Gli impianti esistenti saranno a breve potenziati per aumentare la produzione di energia termica e l'efficienza, mentre i nuovi impianti saranno collocati principalmente su aree del Gruppo A2A, per poter servire circa altri 270.000 clienti.
Alcuni dei nuovi impianti, così come il potenziamento della Centrale di Famagosta, utilizzeranno un innovativo sistema per la produzione del calore ad altissima efficienza e ridotto impatto ambientale: le pompe di calore ad acqua di falda abbinata alla cogenerazione alimentata a metano.
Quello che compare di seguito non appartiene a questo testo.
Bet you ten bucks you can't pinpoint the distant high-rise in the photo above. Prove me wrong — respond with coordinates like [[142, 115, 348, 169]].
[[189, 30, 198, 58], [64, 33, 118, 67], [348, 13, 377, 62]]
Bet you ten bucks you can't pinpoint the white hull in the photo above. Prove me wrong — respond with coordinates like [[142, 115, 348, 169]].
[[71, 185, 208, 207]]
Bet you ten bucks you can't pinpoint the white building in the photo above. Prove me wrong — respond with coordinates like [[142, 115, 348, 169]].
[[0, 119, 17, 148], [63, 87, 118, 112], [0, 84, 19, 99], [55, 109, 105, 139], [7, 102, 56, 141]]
dati teleriscaldamento milano

A2A porta il calore pulito nei quartieri milanesi S. Siro e Comasina



Sono terminati i lavori di ammodernamento delle centrali termiche e di rifacimento della rete di teleriscaldamento A2A nei popolosi quartieri milanesi di San Siro e Comasina.
Grazie a questa operazione A2A porta il calore pulito a oltre 10.000 famiglie milanesi, con benefici ambientali significativi per la città grazie alla drastica riduzione delle emissioni di CO2.
Il nuovo sistema di coibentazione delle tubazioni consente inoltre di limitare notevolmente la dispersione di calore con risparmi economici rilevanti.
Il Piano di espansione del teleriscaldamento di A2A prevede la realizzazione di ulteriori episodi di cogenerazione e integrazione.
Entro il 2012 si prevede di raggiungere complessivamente circa 490.000 abitanti equivalenti per una volumetria complessivamente servita dal teleriscaldamento pari a circa 40 Mm3.
Questo coerentemente con gli obiettivi previsti da un’apposita convenzione che il Comune di Milano ha firmato con A2A nell’ambito dell’impegno delle grandi città per la riduzione di gas serra.
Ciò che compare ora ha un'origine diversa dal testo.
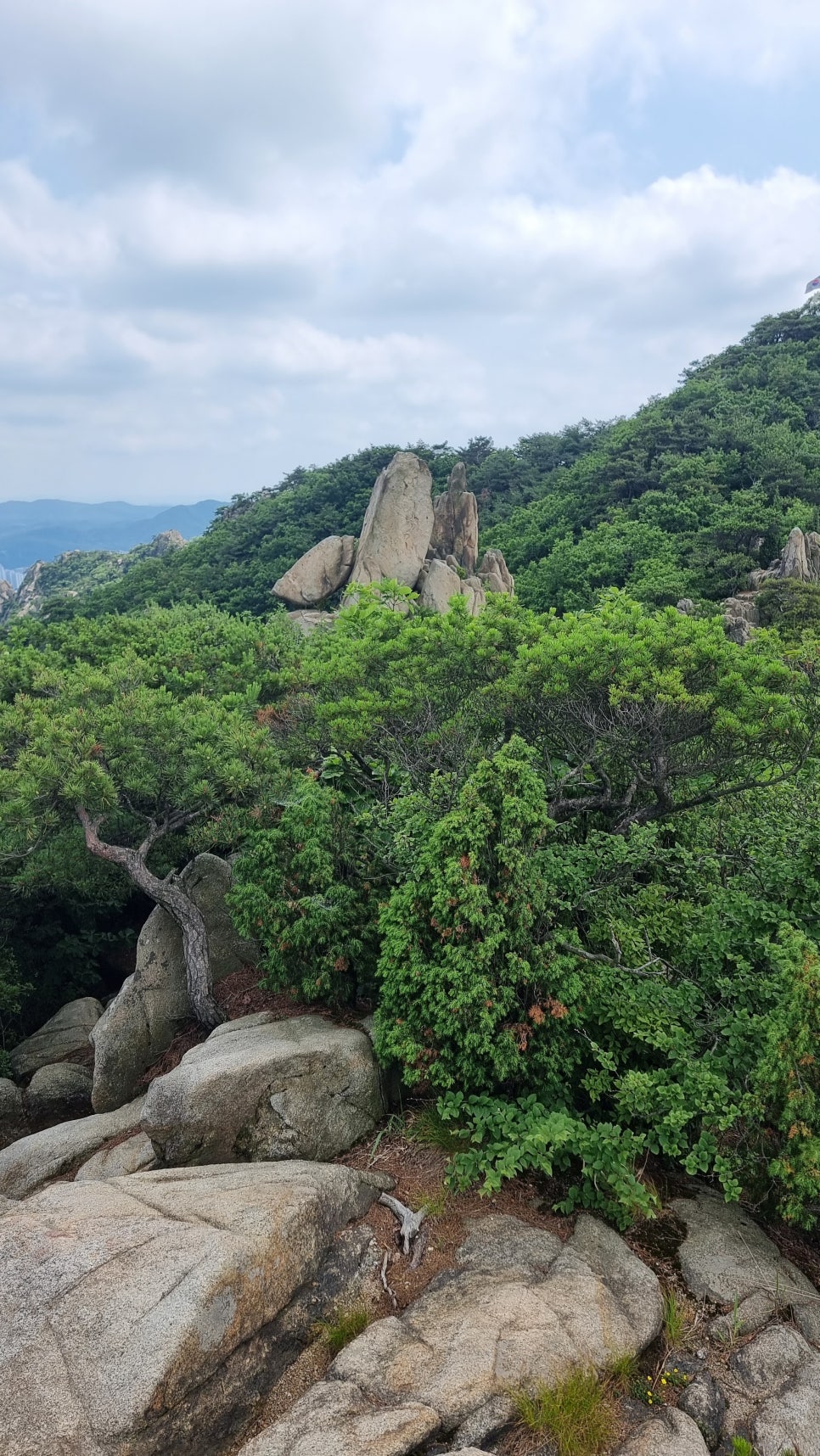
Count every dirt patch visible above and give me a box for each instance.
[335,1112,576,1318]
Teleriscaldamento a Milano e Hinterland

Grande sviluppo ha avuto il teleriscaldamento realizzato da A2A nel Comune di Sesto San Giovanni, dove la rete, in una decina d’anni, è arrivata a servire praticamente tutte le vie principali ed anche la gran parte delle nuove edificazioni che progressivamente vengono realizzate sulle aree ex-industriali.
Altre reti di teleriscaldamento realizzate nell’hinterland milanese sono quelle del Comune di Novate, alimentata da una cogenerazione presso la piscina comunale, e quella che serve tutto il Comune di Cassano d’Adda, alimentata da calore recuperato dalla centrale termoelettrica di A2A già presente nel Comune.